Not able to apply push down filtering to ingestion time partitioned table #1005

pricemg · 2023-06-22T15:01:16Z

In trying to understand how pushdown filters work with the BigQuery connector I realise I have no understanding on how the filters can be applied to a table to yield more performant results. The only documentation can be found here but I'm not having much luck with these examples.

The example in particular I'm considering is having a table which is partitioned by ingestion time (by month, and so has pseudo column _PARTITIONTIME [side note- I don't understand why only day partitions get the _PARTITIONDATE pseudocolumn instead, but I think that's a general BigQuery thing]), and also has some clustering applied also.

Some example code to create a table would be

    from pyspark.sql import SparkSession

    spark = SparkSession.builder.getOrCreate()
    spark.conf.set("materializationDataset", 'test_space')
    spark.conf.set('temporaryGcsBucket', staging_bucket)
    spark.conf.set("intermediateFormat", "orc")

    # Create table:
    # +-------+-------+-------+
    # |grp_col|str_col|int_col|
    # +-------+-------+-------+
    # |     zz|      a|      1|
    # |     zz|      b|      2|
    # |     zz|      c|      3|
    # |     zz|      d|      4|
    # |     zz|      a|      5|
    # |     zz|      b|      6|
    # +-------+-------+-------+

    def output_df(df):
        """Save table with ingestion time (month) partition and cluster."""
        (
            df
            .write
            .format("bigquery")
            .option("partitionType", 'MONTH')
            .option("clusteredFields", 'grp_col,str_col')
            .mode('append')
            .save('test_space.cluster_partition_test')
        )

    output_df(spark.createDataFrame([
            ('zz', 'a', 1),
            ('zz', 'b', 2),
        ],
        schema=('grp_col', 'str_col', 'int_col')
    ))

    output_df(spark.createDataFrame([
            ('zz', 'c', 3),
            ('zz', 'd', 4),
        ],
        schema=('grp_col', 'str_col', 'int_col')
    ))

    output_df(spark.createDataFrame([
            ('zz', 'a', 5),
            ('zz', 'b', 6),
        ],
        schema=('grp_col', 'str_col', 'int_col')
    ))

I have then been running variations of

    df = (
        spark
        .read
        ...
    )
    df.show()
    df.explain(mode='extended')

to explore whether I'm understanding the push down filters correctly

e.g.

== Physical Plan ==
*(1) Scan com.google.cloud.spark.bigquery.direct.DirectBigQueryRelation@4a0f934d [grp_col#51,str_col#52,int_col#53L] PushedFilters: [], ReadSchema: struct<grp_col:string,str_col:string,int_col:bigint>

vs

== Physical Plan ==
*(1) Scan com.google.cloud.spark.bigquery.direct.DirectBigQueryRelation@6a834097 [grp_col#89,str_col#90,int_col#91L] PushedFilters: [*IsNotNull(str_col), *EqualTo(str_col,a)], ReadSchema: struct<grp_col:string,str_col:string,int_col:bigint>

which highlight an attempt at reading and whether the filters have pushed down.

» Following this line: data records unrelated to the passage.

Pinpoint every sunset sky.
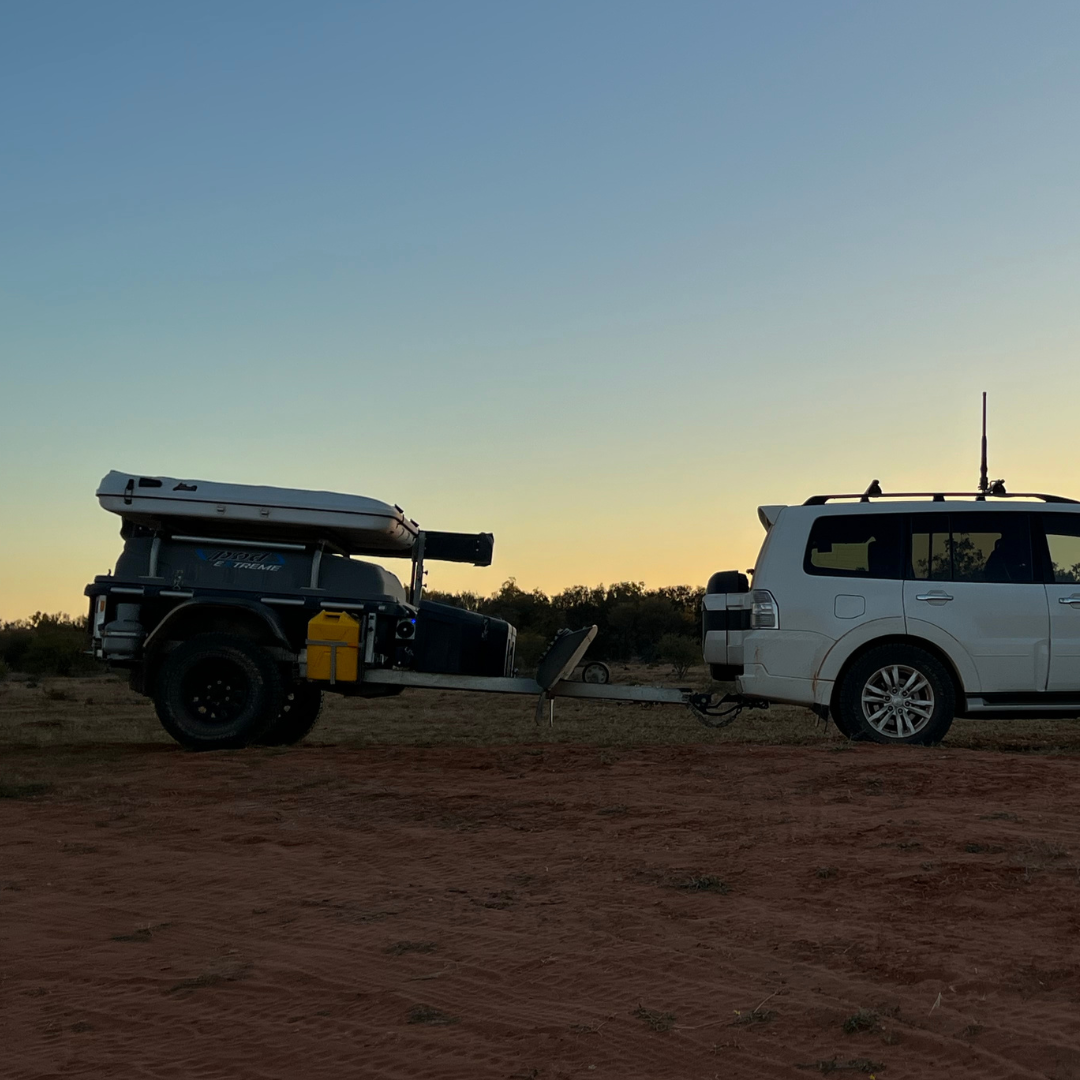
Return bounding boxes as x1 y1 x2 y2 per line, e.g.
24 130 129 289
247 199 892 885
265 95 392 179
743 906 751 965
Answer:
0 0 1080 619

For example I can see I can write these queries

    df = (
        spark
        .read
        .format('bigquery')
        .load('test_space.cluster_partition_test',)
        .select('grp_col', 'str_col', 'int_col')
        .where('str_col = "a"')
    )

or

    df = (
        spark
        .read
        .format('bigquery')
        .load('test_space.cluster_partition_test',)
        .select('grp_col', 'str_col', 'int_col')
        .where('int_col = 1')
    )

which appears to push down the filter as desired when looking at the execution plan.

I am struggling however to perform the filtering on the pseudo partition column. This query on the above generated table:

    df = (
        spark
        .read
        .format('bigquery')
        .option("filter", "_PARTITIONTIME = '2023-06-01'")
        .load('test_space.cluster_partition_test',)
    )

yields the typical long spark error, the crux of which is

23/06/22 14:46:20 INFO DirectBigQueryRelation: |Querying table my-project.test_space.cluster_partition_test, parameters sent from Spark:|requiredColumns=[grp_col,str_col,int_col,_PARTITIONTIME,_PARTITIONDATE],|filters=[]
Traceback (most recent call last):

...

py4j.protocol.Py4JJavaError: An error occurred while calling o144.showString.
: com.google.cloud.spark.bigquery.repackaged.com.google.api.gax.rpc.InvalidArgumentException: com.google.cloud.spark.bigquery.repackaged.io.grpc.StatusRuntimeException: INVALID_ARGUMENT: request failed: Row filter for my-project.test_space.cluster_partition_test is invalid. Filter is '(_PARTITIONTIME = '2023-06-01')'

...

Caused by: com.google.cloud.spark.bigquery.repackaged.io.grpc.StatusRuntimeException: INVALID_ARGUMENT: request failed: Row filter for my-project.test_space.cluster_partition_test is invalid. Filter is '(_PARTITIONTIME = '2023-06-01')'

Similarly trying a query like '(_PARTITIONTIME > "2023-05-21")' yields the same errors as above.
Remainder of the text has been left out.